Had to miss the first half of the special Executive Committee meeting on TCHC for a meeting with an Ontario Works caseworker so she could verify I’m broke and gainfully unemployed enough. This one’s new. She asked what I did my degree in; I told her “Philosophy” and she laughed in my face. Hey, I’d be laughing if I were her, too.
When I got there they were a few dozen deputations in. The crowd was the usual housing activists and scattering of cranks, plus a good contingent of regular folks who rarely go to these things, many clearly here out of desperation—unpracticed in public speaking, with choked-up voices and often halting speech. It takes a lot of bravery to go down to City Hall and beg a bunch of callous old guys not to sell your house out from under you.
—Sorry. It’s hard for me not to go all Joe Fiorito on this. But I think that if you were serious about eradicating poverty here in Toronto, a solid affordable housing strategy would be the place to start, and it’s absolutely fucking infuriating that a gang of small-government ideologues with six-figure salaries who don’t give a shit about poverty are the ones managing the crisis.
As of December 2011, there’s a record-breaking 82, 138 households on the affordable housing waitlist (PDF). The list is growing by about 7.5% each year, but they house only 4–4.5%. We’re in this situation because—stay with me here—market rent housing is unaffordable (especially for the working poor and people on social assistance), which drives up demand for affordable housing; but more people want to move in than are moving out, because market rent is unaffordable.
What we really need is to drastically increase the amount of affordable housing available. Selling off property as a stopgap measure—in effect, cannibalizing TCHC’s own assets for one-time funds—would be moving backwards. So what are some things we can do? I thought of a few:
- Enter into partnerships with other organizations, like co-ops, which would take on some of the cost (and potentially develop into affordable housing independent of TCHC).
Provide rent subsidies to people currently living in market rent housing, which Team Ford seems to favour. I’m not sure whether this would be more or less cost-effective.
Use Section 37 funds, which developers pay in exchange for getting to put more units in their buildings, to subsidize a percentage of units in new developments. Right now the money goes towards neighbourhood improvements, but (I think) there’s no reason why it can’t be repurposed.

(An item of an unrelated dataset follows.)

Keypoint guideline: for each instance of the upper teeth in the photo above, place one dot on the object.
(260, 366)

Recently Habitat for Humanity has proposed acting as a go-between.
I favour door #3, because it a) actually creates more housing stock, b) takes advantage of the current condo building boom, and c) uses money we’re already getting, rather than some hypothetical amount the province or the feds should really cough up and totally won’t. But I’m sure TCHC will need to rely on multiple strategies to get out of the hole.
The political option
So rookie councillor Ana Bailão, chair of the Affordable Housing Committee, offered the mayor a compromise: sell only some of the properties, the ones which are vacant and unliveable, and establish a working group to report back this fall on better solutions. Given that the majority of Council would be behind her, Ford had no other reasonable choice. At the meeting, this pissed off deputy mayor Doug Holyday, who loosed one of his spittle-flecked old man rants on how Bailão’s compromise was “the political option”, as opposed to selling all 675 properties right away, that being “the business option”.
Protip, Holyday: that option’s “political” too. It’s all fucking political! The whole principle of “running the city like a business” is a political ideology. In practice it means whatever the fuck you want it to mean—as we saw during the budget process where Team Ford argued strenuously for businesslike practices like selling off assets without consideration for the revenue they brought in, and during the transit debate when they rejected the most efficient and economical option in favour of a prohibitively expensive subway dream.
No one else on Executive Committee bought Holyday’s argument either, voting for Bailão’s plan in the end. Unfortunately it probably just bought us some time. So I’m thinking about one of the deputants I saw—a mother flanked by her two kids, sitting on the bench outside the library nervously practicing her deputation—and worrying. What can you do? Where can you go when nobody gives a fuck?
You can now get back to fussing about Gary Webster. Good night, and good fucking luck.